Читать книгу Igniting Customer Connections - Frawley Andrew - Страница 10
Part One
Connect with Your Customers —Now
Chapter 1
The New Marketing Landscape
Tectonic Shifts Drive Crucial Changes in Consumer Behavior
ОглавлениеWhat have these tectonic shifts done to affect the way consumers behave? Plenty.
• Consumers are never more than an arm's length from all the information in the world. They can communicate with each other (and brands), engage in social media, and conduct research on products and much more – anytime, anywhere. And always on means being in a shopping state of mind. On average, 73 percent of participants in a recent study visited a retail location after receiving a location-aware text message. And 61 percent made a purchase as a result of the message, according to eMarketer and Forrester Research.
• Consumers are connected to each other in new ways. The news (good or bad) spreads faster than ever. People talk, tweet, post, and blog. And their reach is just as broad as ours as marketers. Every citizen-buyer is a marketer now, just like everyone is an on-the-scene reporter – whether they choose to take advantage of that role or not.
• The purchase path is nonlinear. Consumers are making decisions in real time, wherever they go. Customers are making buying decisions all the time – on their tablets, on their phones, or at work when they're supposed to be doing something else. The path to purchase is now less of a journey and more of a decision space, where consumers enter and leave based on their readiness to buy – and the ability of marketers to move them into that zone.
Figure 1.2 Millennial consumers are more likely to trust their peers than brands, with 50 percent reading reviews on their mobile devices while shopping (versus 21 percent of nonmillennials, according to Forrester Research).
Figure 1.3 Everywhere commerce turns shopping inside out. Purchasing can take place anywhere or any time a consumer has access to a screen.

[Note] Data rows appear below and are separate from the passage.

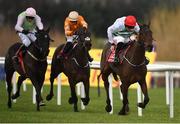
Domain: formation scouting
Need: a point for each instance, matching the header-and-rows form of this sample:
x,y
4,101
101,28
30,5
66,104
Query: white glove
x,y
133,37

By 2017, mobile commerce will account for 26 percent of U.S. retail e-commerce sales (eMarketer).
Figure 1.4 Consumers are more likely to opt in and exchange privacy for relevant messaging that they see value in. Eighty-one percent of recipients of e-mails containing personalization drawing from previous shopping behaviors and preferences are more likely to increase their purchases. Thirty-one percent are willing to share a mobile number, and 32 percent are willing to share their social handles (eMarketer, National Retail Federation).
Marketing interactions, once quarterly or monthly, are happening all the time, and in exponential numbers. A major marketing organization may have thousands of campaigns running all the time. In fact, the word campaign– implying a long, concerted effort – may no longer apply. It's more about marketing interactions– small, focused, agile efforts aimed at achieving a near-term goal while building deeper, long-term customer connections.
• Social media has a powerful voice. Thanks to ubiquitous social media, global and local are more intertwined than ever. The ripple effects of events happening across the world – of revolutions, extreme weather, economic trends, and more – have a local impact, good or bad. One image of your company's product or logo in the wrong place at the wrong time can undermine years of good intentions.
• Consumers have high expectations. Particularly among younger consumers, the expectations for content and communication are high, boosted by Amazon.com, YouTube, and much more. Consumers expect relevant recommendations at the right time. They expect consistency across all channels. And video and other rich media aren't an exception anymore. They're the standard, and that standard continues to grow. To be effective, marketing needs to be in the media vernacular of the moment, or (ideally) ahead of that moment. After all, 65 percent of your audience learns visually, according to WebDAM Marketing Trends for 2014. And visual data is processed 60,000 times faster by the brain than text is.
• Information about a consumer's experience and emotion are widely available. In the past, we had to rely on focus groups and anecdotes to understand the emotional feelings of consumers. Today, through social media, most consumers are volunteering lots of information about how they feel. This information, along with low-cost surveys, allows brands to actively use emotional data as an aspect of their audience selection and segmentation.
• Consumers will be willing to trust you if you get it right. If brands deliver on their promises, personalize communications, create relevant offers, and respect privacy, consumers can still express old-fashioned loyalty. It just may not last as long as it used to.
• They control the message. The balance of power has shifted from brands to consumers. And the impact of consumer empowerment cannot be underestimated. Yes, there are more and more channels and consumer touch points. But the consumer has the power to turn off, delete, and block messaging. So respecting consumers' time and intelligence is even more important than ever. Otherwise the all-important customer connection can be diminished or even lost.